Flex table interprets version string as a date
I am trying to load a JSON which has "version" (e.g. 2.3.1, 5.3.4) field to a Flex table, however, when I compute the keys it is interpreting these strings as date. Can someone please help with this? This is on Vertica 9.2.0
Steps to recreate:
test.json
{"id":1, "version": "5.3.4"}
{"id":2, "version": "5.5.4"}
Load this file to a flex table
create flex table test();
copy test from '/home/dbadmin/test.json' parser fjsonparser(key_separator='_');
select compute_flextable_keys('test');
select build_flextable_view('test');
select * from test_keys;
key_name|frequency|data_type_guess|
--------|---------|---------------|
id | 2|Integer |
version | 2|Date |
select * from test_view;
id|version |
--|----------|
1 |2004-05-03|
2 |2004-05-05|
Tagged:
0
Answers
The string values '5.3.4' and '5.5.4' can be implicitly coerced to DATEs:
Try temporily turing off the the EnableBetterFlexTypeGuessing parameter...

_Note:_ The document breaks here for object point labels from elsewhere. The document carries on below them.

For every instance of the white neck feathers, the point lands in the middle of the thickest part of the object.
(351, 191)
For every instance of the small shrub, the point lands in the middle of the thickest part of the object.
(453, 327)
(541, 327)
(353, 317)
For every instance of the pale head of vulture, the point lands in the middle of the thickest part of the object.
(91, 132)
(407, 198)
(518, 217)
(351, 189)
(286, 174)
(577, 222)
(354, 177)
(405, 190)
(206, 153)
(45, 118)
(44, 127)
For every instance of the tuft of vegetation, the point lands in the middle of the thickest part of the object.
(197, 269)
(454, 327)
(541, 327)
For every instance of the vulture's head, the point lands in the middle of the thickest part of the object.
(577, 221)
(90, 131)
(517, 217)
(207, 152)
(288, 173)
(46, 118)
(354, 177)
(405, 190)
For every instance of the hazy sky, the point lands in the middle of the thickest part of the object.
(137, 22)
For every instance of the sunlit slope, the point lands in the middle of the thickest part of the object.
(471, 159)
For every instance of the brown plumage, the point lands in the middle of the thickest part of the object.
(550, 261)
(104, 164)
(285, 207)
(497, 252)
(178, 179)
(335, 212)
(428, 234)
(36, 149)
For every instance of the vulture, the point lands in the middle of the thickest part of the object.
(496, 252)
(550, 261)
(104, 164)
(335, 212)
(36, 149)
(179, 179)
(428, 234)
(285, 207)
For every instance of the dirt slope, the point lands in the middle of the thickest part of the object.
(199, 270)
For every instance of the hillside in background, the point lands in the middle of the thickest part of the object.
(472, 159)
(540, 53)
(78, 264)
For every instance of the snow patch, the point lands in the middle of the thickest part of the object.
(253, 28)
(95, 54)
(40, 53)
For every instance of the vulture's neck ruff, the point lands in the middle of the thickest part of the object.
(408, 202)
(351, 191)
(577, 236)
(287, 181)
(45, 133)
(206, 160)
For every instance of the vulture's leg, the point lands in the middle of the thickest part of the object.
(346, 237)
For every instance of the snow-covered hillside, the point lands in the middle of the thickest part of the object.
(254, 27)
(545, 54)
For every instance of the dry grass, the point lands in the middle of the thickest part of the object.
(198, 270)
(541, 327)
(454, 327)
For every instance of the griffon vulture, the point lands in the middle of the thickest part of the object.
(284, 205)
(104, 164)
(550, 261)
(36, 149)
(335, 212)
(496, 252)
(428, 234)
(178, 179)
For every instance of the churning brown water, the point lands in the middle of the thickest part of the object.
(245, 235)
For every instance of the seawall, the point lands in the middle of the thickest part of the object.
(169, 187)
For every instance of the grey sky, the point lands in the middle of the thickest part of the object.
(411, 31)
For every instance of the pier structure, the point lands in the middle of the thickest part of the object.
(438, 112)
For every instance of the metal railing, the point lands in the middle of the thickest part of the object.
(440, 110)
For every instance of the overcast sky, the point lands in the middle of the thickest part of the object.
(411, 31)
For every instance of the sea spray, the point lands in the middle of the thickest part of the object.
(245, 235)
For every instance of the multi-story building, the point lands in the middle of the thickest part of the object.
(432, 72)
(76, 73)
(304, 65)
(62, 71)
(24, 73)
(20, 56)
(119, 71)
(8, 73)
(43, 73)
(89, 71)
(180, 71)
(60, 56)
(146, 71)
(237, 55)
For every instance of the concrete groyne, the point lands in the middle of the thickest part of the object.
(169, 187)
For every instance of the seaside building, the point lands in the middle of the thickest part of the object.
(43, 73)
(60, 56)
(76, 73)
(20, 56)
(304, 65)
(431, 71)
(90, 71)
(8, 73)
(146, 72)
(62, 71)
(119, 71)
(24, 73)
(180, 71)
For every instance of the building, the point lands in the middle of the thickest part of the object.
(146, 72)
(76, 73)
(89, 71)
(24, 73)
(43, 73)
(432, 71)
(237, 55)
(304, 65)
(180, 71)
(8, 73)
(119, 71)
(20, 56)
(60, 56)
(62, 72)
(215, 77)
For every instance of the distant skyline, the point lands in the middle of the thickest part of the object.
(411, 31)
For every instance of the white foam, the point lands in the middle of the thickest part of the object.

dbadmin=> SELECT current_value, default_value, description FROM configuration_parameters WHERE parameter_name = 'EnableBetterFlexTypeGuessing'; current_value | default_value | description ---------------+---------------+------------------------------------------------------------------- 0 | 1 | When computing flex table keys, attempt to guess non-string types (1 row) dbadmin=> SELECT set_config_parameter('EnableBetterFlexTypeGuessing', 0); set_config_parameter ---------------------------- Parameter set successfully (1 row) dbadmin=> CREATE FLEX TABLE test(); CREATE TABLE dbadmin=> \! cat /home/dbadmin/test.json {"id":1, "version": "5.3.4"} {"id":2, "version": "5.5.4"} dbadmin=> COPY test FROM '/home/dbadmin/test.json' PARSER fjsonparser(); Rows Loaded ------------- 2 (1 row) dbadmin=> SELECT compute_flextable_keys_and_build_view('test'); compute_flextable_keys_and_build_view ---------------------------------------------------------------------------------------------- Please see public.test_keys for updated keys The view public.test_view is ready for querying (1 row) dbadmin=> \dv public.test_view List of View Fields Schema | View | Column | Type | Size --------+-----------+---------+-------------+------ public | test_view | id | varchar(20) | 20 public | test_view | version | varchar(20) | 20 (2 rows) dbadmin=> SELECT set_config_parameter('EnableBetterFlexTypeGuessing', 1); set_config_parameter ---------------------------- Parameter set successfully (1 row)See:
https://www.vertica.com/docs/9.3.x/HTML/Content/Authoring/FlexTables/SettingFlexTableParameters.htm
Or, you can also simply create your own view The actual data in the FLEX table is what you loaded. It's the view that's doing the data type coercion!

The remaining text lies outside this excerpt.